Vulkan GPU Backend - still in progress, a public test build is delivered. A lot is being worked on

ARB Shaders - Goal reached in April 2021. As seen from last month's progress report, work on ARB shaders has been going smoothly.

ARB shaders will further reduce stuttering on the first run by improving the shader compilation speed on NVIDIA GPUs using the OpenGL API.

$2000/month - Texture Packs / Replacement Capabilities - Almost there!

This will facilitate the replacement of in-game graphics textures which enables custom texture enhancements, alternate controller button graphics, and more.

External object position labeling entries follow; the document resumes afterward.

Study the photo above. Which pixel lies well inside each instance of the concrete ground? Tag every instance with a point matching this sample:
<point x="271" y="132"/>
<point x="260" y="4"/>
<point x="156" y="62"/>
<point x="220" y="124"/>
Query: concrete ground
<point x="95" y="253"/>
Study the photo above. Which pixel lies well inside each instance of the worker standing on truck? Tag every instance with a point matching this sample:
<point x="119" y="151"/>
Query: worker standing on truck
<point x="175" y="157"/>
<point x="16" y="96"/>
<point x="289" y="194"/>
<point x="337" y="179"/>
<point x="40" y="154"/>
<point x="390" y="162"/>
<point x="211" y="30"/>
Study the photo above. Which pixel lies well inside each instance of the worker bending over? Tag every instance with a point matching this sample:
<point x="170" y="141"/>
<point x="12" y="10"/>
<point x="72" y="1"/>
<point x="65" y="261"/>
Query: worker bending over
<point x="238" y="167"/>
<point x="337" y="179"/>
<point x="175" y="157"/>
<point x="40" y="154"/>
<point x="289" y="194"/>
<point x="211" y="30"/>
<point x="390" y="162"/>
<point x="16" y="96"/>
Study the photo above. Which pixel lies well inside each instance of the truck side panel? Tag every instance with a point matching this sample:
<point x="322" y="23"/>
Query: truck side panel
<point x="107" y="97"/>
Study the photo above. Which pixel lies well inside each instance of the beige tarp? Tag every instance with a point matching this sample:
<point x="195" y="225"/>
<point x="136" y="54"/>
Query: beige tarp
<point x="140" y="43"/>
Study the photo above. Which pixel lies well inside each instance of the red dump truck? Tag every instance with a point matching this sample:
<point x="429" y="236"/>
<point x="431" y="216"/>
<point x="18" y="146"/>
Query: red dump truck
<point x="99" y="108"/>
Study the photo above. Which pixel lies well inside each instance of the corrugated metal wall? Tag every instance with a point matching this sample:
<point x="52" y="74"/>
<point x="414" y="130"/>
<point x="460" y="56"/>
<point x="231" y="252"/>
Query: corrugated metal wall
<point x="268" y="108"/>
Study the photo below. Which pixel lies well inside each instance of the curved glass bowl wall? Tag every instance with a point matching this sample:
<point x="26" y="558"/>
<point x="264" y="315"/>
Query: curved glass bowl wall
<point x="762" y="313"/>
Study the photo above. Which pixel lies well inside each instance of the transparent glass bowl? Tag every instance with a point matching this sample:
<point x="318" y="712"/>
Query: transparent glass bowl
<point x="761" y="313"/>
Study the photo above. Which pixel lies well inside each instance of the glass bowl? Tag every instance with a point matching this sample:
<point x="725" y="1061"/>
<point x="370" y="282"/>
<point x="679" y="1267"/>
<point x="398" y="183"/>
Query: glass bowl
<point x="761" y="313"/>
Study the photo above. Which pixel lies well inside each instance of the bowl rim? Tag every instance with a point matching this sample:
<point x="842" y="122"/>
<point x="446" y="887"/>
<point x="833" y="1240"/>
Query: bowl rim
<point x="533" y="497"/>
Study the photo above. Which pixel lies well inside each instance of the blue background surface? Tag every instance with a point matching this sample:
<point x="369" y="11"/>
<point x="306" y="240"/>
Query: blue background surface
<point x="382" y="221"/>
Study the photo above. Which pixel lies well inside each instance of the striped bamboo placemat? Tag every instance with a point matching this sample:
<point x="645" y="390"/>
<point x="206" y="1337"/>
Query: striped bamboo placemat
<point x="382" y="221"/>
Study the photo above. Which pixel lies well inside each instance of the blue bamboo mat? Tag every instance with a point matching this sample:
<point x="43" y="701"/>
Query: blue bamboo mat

ETA once the goal is reached: ~3-4 weeks

$2500/month - One full-time developer - Not yet met

This amount of monthly donations will allow the project's founder, gdkchan, to work full-time on developing Ryujinx.

$5000/month - Additional full-time developer - Not yet met

This amount of monthly donations will allow an additional Ryujinx team developer to work full-time on the project.

Vulkan Progress:

December has seen a lot of progress on our Vulkan implementation.

First, as you may have noticed, we have been telling our users not to expect immediate improvements on Vulkan compared to OpenGL under NVIDIA graphics cards, with the exception of a few graphical fixes thanks to features that Vulkan supports but OpenGL does not. But thanks to recent performance improvements on the backend, a few titles are starting to outperform Nvidia OpenGL. For example, The Legend of  Zelda: Breath of the Wild is up to 25% faster in some areas.

OpenGL:

Vulkan:

There are a few other games that have seen improvements on NVIDIA with Vulkan aswell.

NVIDIA was not the only vendor that had improvements; Intel also had great performance uplifts in the past month, thanks to optimization that was made on the backend, and also several improvements to their drivers on Windows, which happened to fix bugs that affected Ryujinx too.

One example of this is Mario Kart 8 Deluxe, which still runs at about 30 FPS on OpenGL (varies a bit depending on the area and the view).

OpenGL:

Vulkan:

Below you can see a graph with tests on a few more games.

The games are Mario Party Superstars, Super Mario Odyssey, Luigi's Mansion 3 and Animal Crossing, respectively. The tests were performed on a laptop with an Intel i5 8300H CPU and integrated Intel UHD Graphics 630 GPU, and 16 GB of DDR4 RAM.

Above we can see a similar graph, this time tested with a AMD GPU. The tests were performed on a PC with an RX 570, Intel i5 7500 and 16 GB of DDR4 RAM.

Please note that the values on the graphs are percentages in relation to the target frame rate, not frame rate values. So 110 (%) there means that it can run at slightly above the intended frame rate. For a game like Animal Crossing that targets 30 fps, that means it can run at 33 fps. Please also note that performance on those games is dependant on several factors, including the area of the game and current amount of on-screen elements. Animal Crossing performance for example depends on the number of houses and other objects on the island. Our main goal here is to show how it compares to the current OpenGL backend on the same hardware and same spot.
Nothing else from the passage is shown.